Not sure what you are suggesting so :)
It shouldn't be the draw thread that must copy the coeffs, but the audio one!
What you are supposed to do is copy the coefficients from the audio data to a shared buffer in the audio thread if you can get the lock without waiting. You are then supposed to copy those coefficients from the shared buffer into a GUI-side buffer in the GUI thread so that you don't need to hold the lock while you draw.

Yes, that's right. Both threads should copy and the shared buffer should be treated as a "communication channel" only. Since your communication scheme is probabilistic (ie. on average you can get a certain percentage of messages through in time) you want to maximise that probability by minimising the time you hold the lock with either thread.

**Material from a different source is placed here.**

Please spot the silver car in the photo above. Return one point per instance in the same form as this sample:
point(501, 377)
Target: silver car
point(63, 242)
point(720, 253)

i.e. the gui hread (or better, the critical section of the gui thread, which are 200 for-iterations in my example) run entirely for 1/60 of second @ 60FPS, and after it finished the audio thread is delayed instead.
The point of critical sections is to keep them as small as possible. In this case the minimum you need to do is read the data once (to copy it somewhere else). It's especially important in this kind of scheme where the other thread won't wait, since every time you hold the lock when the audio thread tries to write new data, you miss that data. Even if you just copy the data quickly, it is going to happen once in a while, but the longer you hold the lock the more often it will happen (eg. if you hold the lock 50% of the time, then you expect to miss about 50% of the updates).

With a scheme like this, just copy the data on both sides. Even if you are moving around a couple of dozen megabytes per second, one extra copy is not going to make a whole lot of difference (beyond that it might make some sense to worry about it, but not at the expense of holding a critical section longer than necessary).